When administrators Deloittes finally brought the matter before the Jersey Courts seeking “assistance” (because they were outside of the jurisdiction of the English High Court) they were given a mildly smacked hand by the Jersey Bailiff and a belated special tri-partite arrangement was dreamed up ( the Viscount, Minister Alan Maclean for the States and Deloittes) to protect local creditors against assets being removed from the Island. Thus, the final figures have to go back to the Jersey Court for approval before residual monies go back to be put into the central UK pot for distribution there to creditors.
In fact, when Deloittes did bring the matter before the Jersey Court, there was a great reluctance by all parties to discuss financial figures on the pretext that these might be “financially sensitive” but nobody hinted that £160 millions might be involved!
Local assets certainly did not seem to reach anywhere near that figure. There was the lease on the store premises, a warehouse at Rue des Pres, the manager’s house at Gorey (currently for sale at £750,000), shares in F. W. Woolworth (J) Ltd and the “Ladybird” trademark….
Of course, the dynamic Barclay Brothers of Brecqou have already bought the “Ladybird” clothing label to market on-line through their “Shop Direct” brand (the former “Littlewoods” mail order etc) and there was presumably a “tax advantage” for Woolworths UK to have the name parked in Jersey. But who are GMAC and where is the £160 millions coming from? And, more to the point, who has it now?
According to the financial press, in February 2008 GMAC Commercial Financing ( a division of GMAC Financial Services) and Burdale Financial Ltd a member of the Bank of Ireland Group, arranged a 4 years financing facility for Woolworths Group PLC of £385 millions (£350 millions asset based lending plus £35 millions second lien loan).

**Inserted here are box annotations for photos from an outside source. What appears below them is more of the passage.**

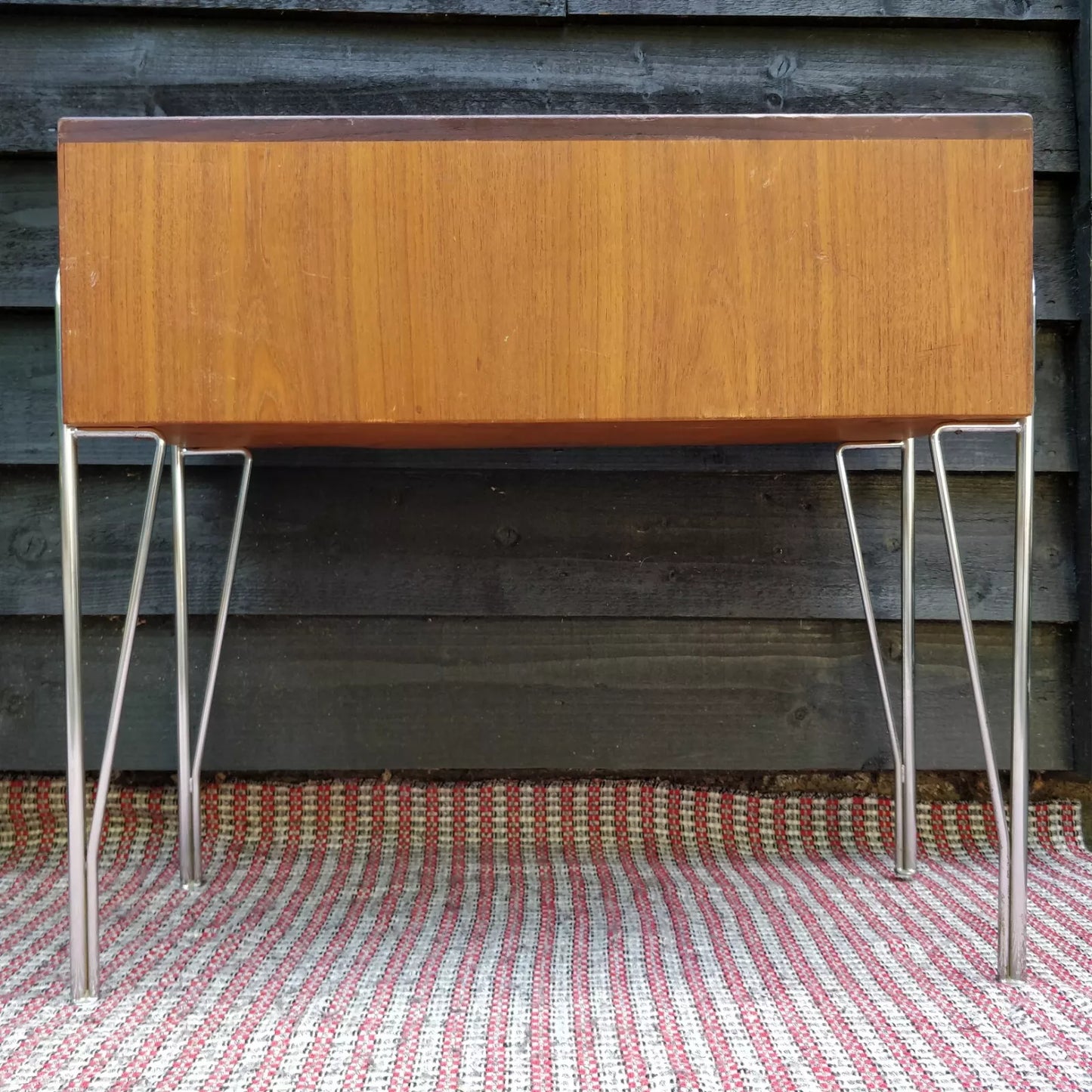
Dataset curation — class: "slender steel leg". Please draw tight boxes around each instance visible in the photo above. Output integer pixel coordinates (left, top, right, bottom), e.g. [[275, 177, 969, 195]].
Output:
[[54, 272, 165, 1001], [81, 434, 166, 995], [178, 447, 253, 883], [930, 417, 1034, 981], [60, 425, 165, 999], [1008, 416, 1035, 981], [170, 446, 198, 888], [837, 440, 917, 879], [894, 438, 917, 879], [58, 423, 88, 1001]]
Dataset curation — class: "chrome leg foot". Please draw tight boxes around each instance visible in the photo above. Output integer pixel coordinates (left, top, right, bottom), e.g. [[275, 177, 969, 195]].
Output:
[[172, 447, 252, 888], [930, 417, 1034, 981], [837, 439, 917, 879]]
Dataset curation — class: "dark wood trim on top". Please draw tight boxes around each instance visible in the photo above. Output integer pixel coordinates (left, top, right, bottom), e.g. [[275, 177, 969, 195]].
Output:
[[57, 113, 1032, 144]]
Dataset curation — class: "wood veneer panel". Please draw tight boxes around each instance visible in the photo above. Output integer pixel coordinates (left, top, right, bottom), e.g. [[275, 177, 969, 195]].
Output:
[[60, 118, 1032, 447]]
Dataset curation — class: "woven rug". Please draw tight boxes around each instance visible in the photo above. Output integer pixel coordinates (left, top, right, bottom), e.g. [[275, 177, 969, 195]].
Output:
[[0, 780, 1092, 1092]]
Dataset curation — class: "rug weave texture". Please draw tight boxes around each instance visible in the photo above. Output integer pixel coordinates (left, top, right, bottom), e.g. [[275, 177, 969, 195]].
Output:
[[0, 780, 1092, 1092]]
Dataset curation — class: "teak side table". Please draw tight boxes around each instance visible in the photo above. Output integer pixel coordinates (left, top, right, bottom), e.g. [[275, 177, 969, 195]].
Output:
[[57, 113, 1034, 998]]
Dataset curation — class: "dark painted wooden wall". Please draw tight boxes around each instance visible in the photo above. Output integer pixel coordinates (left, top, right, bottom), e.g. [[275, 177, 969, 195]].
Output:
[[0, 0, 1090, 770]]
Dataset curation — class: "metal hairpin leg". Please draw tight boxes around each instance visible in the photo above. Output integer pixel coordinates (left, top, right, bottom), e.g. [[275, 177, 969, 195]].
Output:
[[60, 425, 166, 999], [170, 447, 252, 888], [837, 439, 917, 879], [930, 417, 1034, 981]]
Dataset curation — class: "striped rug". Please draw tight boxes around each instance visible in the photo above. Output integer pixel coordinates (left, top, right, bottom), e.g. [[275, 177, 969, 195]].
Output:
[[0, 780, 1092, 1092]]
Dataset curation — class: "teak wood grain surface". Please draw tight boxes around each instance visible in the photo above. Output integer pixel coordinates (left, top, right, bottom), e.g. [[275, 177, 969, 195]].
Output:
[[59, 115, 1032, 447]]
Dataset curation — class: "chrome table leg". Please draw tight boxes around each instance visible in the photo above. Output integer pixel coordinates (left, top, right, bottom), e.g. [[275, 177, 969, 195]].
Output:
[[60, 425, 166, 998], [172, 447, 253, 888], [930, 417, 1034, 981], [837, 439, 917, 879], [54, 273, 166, 1001]]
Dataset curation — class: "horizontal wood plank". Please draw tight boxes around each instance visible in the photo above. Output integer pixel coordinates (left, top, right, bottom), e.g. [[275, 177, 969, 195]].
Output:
[[572, 0, 1080, 17], [0, 618, 1072, 771], [5, 0, 563, 13], [5, 0, 1080, 19], [0, 18, 1077, 172], [0, 158, 1078, 321], [0, 310, 1077, 473], [0, 466, 1075, 621], [58, 125, 1034, 438]]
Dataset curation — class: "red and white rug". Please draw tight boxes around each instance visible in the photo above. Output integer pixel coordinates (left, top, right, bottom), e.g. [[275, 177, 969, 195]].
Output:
[[0, 780, 1092, 1092]]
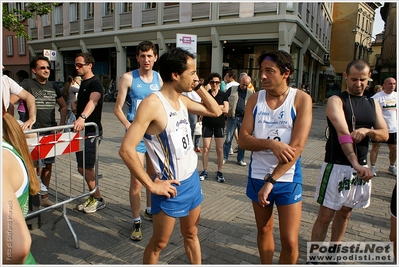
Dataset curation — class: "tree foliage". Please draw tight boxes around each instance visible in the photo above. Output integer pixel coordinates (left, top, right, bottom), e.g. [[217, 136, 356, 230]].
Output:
[[2, 3, 58, 40]]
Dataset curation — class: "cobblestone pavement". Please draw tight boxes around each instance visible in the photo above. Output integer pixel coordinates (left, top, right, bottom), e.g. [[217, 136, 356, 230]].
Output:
[[27, 102, 396, 265]]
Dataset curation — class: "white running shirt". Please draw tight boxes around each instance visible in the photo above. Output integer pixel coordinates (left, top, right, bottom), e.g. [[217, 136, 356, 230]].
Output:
[[249, 87, 302, 182], [144, 92, 198, 181]]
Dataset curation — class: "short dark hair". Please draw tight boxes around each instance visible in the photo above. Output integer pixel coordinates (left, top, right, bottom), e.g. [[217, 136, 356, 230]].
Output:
[[136, 41, 158, 56], [206, 72, 222, 84], [158, 47, 195, 82], [258, 50, 294, 85], [29, 56, 51, 69], [75, 53, 96, 67], [226, 69, 236, 80], [345, 59, 370, 75]]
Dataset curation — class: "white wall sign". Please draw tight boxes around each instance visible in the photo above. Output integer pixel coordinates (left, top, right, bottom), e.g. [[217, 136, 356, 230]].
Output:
[[43, 49, 57, 61], [176, 33, 197, 65]]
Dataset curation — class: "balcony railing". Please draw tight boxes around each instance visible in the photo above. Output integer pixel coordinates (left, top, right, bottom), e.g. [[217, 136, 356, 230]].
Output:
[[191, 3, 211, 21], [163, 5, 179, 22], [103, 14, 114, 29], [141, 8, 157, 25], [119, 12, 132, 28], [219, 2, 240, 17]]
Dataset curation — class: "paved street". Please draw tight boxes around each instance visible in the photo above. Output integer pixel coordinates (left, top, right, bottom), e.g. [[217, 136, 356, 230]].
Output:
[[25, 102, 395, 265]]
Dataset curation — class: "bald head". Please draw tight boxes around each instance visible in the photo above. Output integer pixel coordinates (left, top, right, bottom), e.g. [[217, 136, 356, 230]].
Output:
[[383, 77, 396, 94]]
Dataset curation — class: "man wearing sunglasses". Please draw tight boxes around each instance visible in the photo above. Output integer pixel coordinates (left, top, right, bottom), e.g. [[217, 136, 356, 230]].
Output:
[[73, 53, 105, 213], [20, 56, 68, 207]]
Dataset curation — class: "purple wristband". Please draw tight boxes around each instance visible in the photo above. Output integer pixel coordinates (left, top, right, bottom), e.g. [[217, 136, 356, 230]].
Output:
[[338, 134, 353, 145]]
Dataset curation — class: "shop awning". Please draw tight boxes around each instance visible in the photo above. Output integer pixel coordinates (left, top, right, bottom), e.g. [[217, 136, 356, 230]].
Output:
[[323, 64, 336, 76]]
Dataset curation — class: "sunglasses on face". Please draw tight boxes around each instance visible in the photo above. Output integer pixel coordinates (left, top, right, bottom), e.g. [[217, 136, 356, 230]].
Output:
[[75, 63, 87, 69]]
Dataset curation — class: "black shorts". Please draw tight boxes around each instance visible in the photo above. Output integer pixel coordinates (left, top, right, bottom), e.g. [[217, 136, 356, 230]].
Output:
[[391, 184, 396, 218], [202, 125, 224, 138], [76, 133, 102, 169], [370, 133, 396, 145]]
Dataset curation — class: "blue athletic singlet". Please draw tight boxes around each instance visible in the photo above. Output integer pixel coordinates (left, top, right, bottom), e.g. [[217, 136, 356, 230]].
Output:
[[2, 140, 36, 264], [144, 92, 198, 181], [126, 70, 161, 122], [248, 88, 302, 183]]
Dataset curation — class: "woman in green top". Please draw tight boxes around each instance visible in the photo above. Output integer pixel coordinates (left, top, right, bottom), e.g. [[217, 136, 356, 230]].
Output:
[[1, 105, 40, 264]]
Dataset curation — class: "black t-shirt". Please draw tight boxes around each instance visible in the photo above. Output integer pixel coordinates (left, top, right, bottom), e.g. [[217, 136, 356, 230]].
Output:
[[20, 79, 62, 129], [324, 92, 376, 166], [76, 76, 104, 133], [202, 89, 228, 128]]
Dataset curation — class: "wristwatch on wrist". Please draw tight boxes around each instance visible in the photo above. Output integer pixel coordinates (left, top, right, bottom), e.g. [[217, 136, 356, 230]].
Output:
[[193, 83, 202, 92], [263, 173, 277, 185]]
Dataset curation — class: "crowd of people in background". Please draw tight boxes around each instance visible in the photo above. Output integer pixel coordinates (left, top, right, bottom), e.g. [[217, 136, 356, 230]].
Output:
[[2, 44, 397, 264]]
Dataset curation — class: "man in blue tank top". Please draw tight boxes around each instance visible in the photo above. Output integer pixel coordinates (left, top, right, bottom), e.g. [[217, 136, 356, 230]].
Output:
[[238, 50, 312, 264], [114, 41, 162, 241], [119, 48, 222, 264]]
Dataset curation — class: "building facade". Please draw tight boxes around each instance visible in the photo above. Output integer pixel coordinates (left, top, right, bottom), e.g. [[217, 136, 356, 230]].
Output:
[[376, 2, 397, 84], [325, 2, 381, 98], [7, 2, 333, 101]]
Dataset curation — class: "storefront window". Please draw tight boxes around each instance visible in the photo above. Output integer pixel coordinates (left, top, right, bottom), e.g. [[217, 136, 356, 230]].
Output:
[[326, 73, 342, 98]]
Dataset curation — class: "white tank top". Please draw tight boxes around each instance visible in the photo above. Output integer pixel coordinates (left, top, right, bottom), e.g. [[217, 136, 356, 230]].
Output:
[[144, 92, 198, 181], [249, 87, 302, 182]]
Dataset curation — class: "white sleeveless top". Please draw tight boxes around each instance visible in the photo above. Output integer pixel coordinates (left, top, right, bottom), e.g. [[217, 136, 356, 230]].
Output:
[[249, 87, 302, 182], [144, 92, 198, 181]]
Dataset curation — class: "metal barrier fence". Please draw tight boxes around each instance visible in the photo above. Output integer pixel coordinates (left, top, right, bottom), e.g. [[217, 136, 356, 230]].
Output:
[[24, 122, 99, 248]]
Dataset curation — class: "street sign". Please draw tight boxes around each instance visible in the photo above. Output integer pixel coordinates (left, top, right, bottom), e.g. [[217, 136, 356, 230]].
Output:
[[176, 33, 197, 65], [43, 49, 57, 61]]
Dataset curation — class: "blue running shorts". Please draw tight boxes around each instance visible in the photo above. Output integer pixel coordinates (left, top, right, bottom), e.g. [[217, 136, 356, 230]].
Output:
[[151, 171, 204, 218], [246, 177, 302, 206]]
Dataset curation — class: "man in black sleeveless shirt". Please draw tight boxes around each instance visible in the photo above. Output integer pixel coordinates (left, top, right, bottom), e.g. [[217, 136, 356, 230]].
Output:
[[311, 60, 388, 262]]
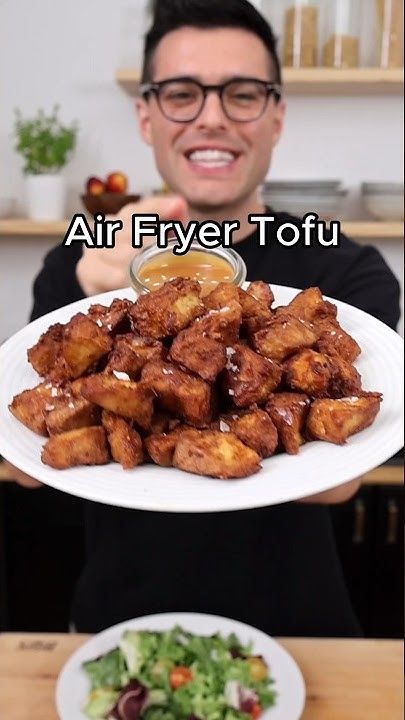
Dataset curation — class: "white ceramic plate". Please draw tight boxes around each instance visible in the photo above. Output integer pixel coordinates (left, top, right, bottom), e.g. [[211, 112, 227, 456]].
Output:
[[0, 285, 403, 512], [56, 613, 305, 720]]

Yet GMAC is a spin-off from General Motors, the very troubled US motor manufacturing giant and has a very complicated and troubled history of its own that just about sums up the enormous and interlinked financial mess that confronts the world today. And this little tale also indicates the role of not so respectable and vulnerable finance centres like Jersey.
In America GMAC is currently standing in line hoping to receive 11.5 billions dollars of government aid because it is virtually busted. The business was originally called the General Motors Acceptance Corporation a wholly owned division of GM and was involved in “auto financing, mortgage lending, insurance etc “.
In 2006 GMAC Financial Services was sold off by GM (which retained 49%) for 7 billion dollars to Cerebus Capital Management and the investors included Citigroup and Aozora Bank of Japan. By 2008 GMAC had 173 billion dollars of debt and 140 billion of assets, some of which were worthless. The same year it became a bank in order to claim 6 billion dollars in government bailout money.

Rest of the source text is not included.